The company struck a deal this morning with chipmaker Multilink Technology to develop chips for optical networking gear, used by service providers to build high-speed networks to handle the explosion of Internet traffic.
Big Blue also announced it is taking a minority stake in Multilink and hopes to begin manufacturing the new processors by next year. The new processor will use IBM's "silicon germanium" technology, which speeds processors and is used in networking equipment and handheld devices.
With today's announcement, IBM joins Applied Micro Circuits, Lucent Technologies, PMC-Sierra and other chipmakers in the optical networking market, says analyst Fred Zieber of Pathfinder Research. Fiber-optic networks transmit signals as pulses of light rather than electronic signals, allowing them to handle a greater volume of traffic at higher speeds.
In related communications chips news, Vitesse Semiconductor today said it will use IBM's silicon germanium technology in its own optical networking chips.
At the SuperComm trade show in Atlanta, Motorola announced it has integrated C-Port's network processor and software development technology into its family of communications processors.

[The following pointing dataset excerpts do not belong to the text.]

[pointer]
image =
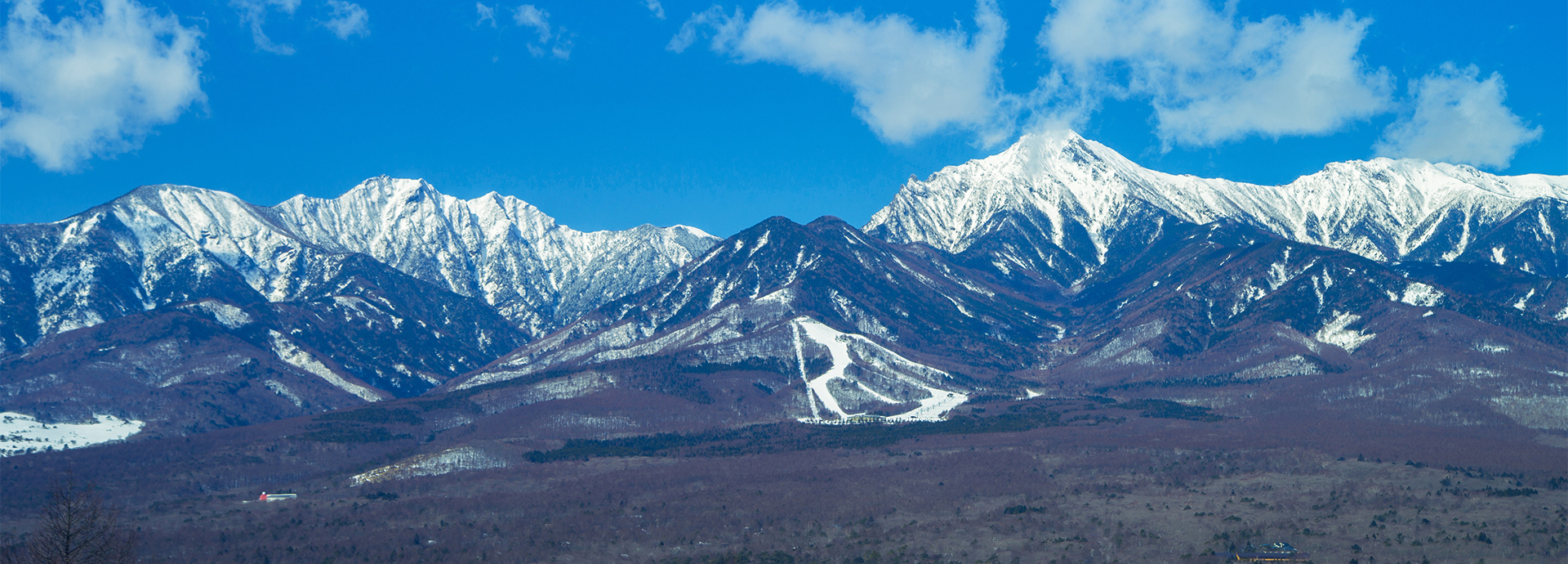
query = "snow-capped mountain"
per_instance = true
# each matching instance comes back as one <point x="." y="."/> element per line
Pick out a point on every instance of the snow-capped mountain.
<point x="1082" y="197"/>
<point x="167" y="244"/>
<point x="533" y="271"/>
<point x="866" y="325"/>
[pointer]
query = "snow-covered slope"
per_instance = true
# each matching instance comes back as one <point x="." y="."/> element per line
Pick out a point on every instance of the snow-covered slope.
<point x="1070" y="187"/>
<point x="168" y="244"/>
<point x="533" y="271"/>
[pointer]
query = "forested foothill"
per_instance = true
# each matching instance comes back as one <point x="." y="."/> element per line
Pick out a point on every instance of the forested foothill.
<point x="1002" y="480"/>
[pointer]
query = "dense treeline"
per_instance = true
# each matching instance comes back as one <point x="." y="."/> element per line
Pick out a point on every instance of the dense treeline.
<point x="782" y="437"/>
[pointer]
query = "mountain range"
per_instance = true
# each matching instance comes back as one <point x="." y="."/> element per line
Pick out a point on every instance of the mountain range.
<point x="1380" y="289"/>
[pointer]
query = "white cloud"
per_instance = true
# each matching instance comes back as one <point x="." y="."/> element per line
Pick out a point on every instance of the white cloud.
<point x="95" y="83"/>
<point x="1214" y="78"/>
<point x="487" y="15"/>
<point x="540" y="22"/>
<point x="349" y="20"/>
<point x="1459" y="119"/>
<point x="908" y="82"/>
<point x="253" y="13"/>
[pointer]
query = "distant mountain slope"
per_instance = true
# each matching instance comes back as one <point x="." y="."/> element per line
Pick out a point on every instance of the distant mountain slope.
<point x="364" y="333"/>
<point x="537" y="272"/>
<point x="167" y="244"/>
<point x="787" y="296"/>
<point x="1079" y="194"/>
<point x="195" y="310"/>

Motorola in February acquired C-Port for $420 million.
C-Port's software development tools, based on the C programming language, will allow networking firms that use Motorola's chips to quickly add new features into their networking equipment.
With its C-Port acquisition, Motorola joined Intel, IBM, Lucent Technologies, Conexant and others in building a new breed of network processors that are fast and programmable.
These processors are the engines that power new networking equipment from companies like Cisco Systems, Lucent and Nortel Networks. That new equipment, in turn, will allow Internet service providers and telecommunications carriers to increase Net bandwidth and offer better security, and new services such as Internet telephony.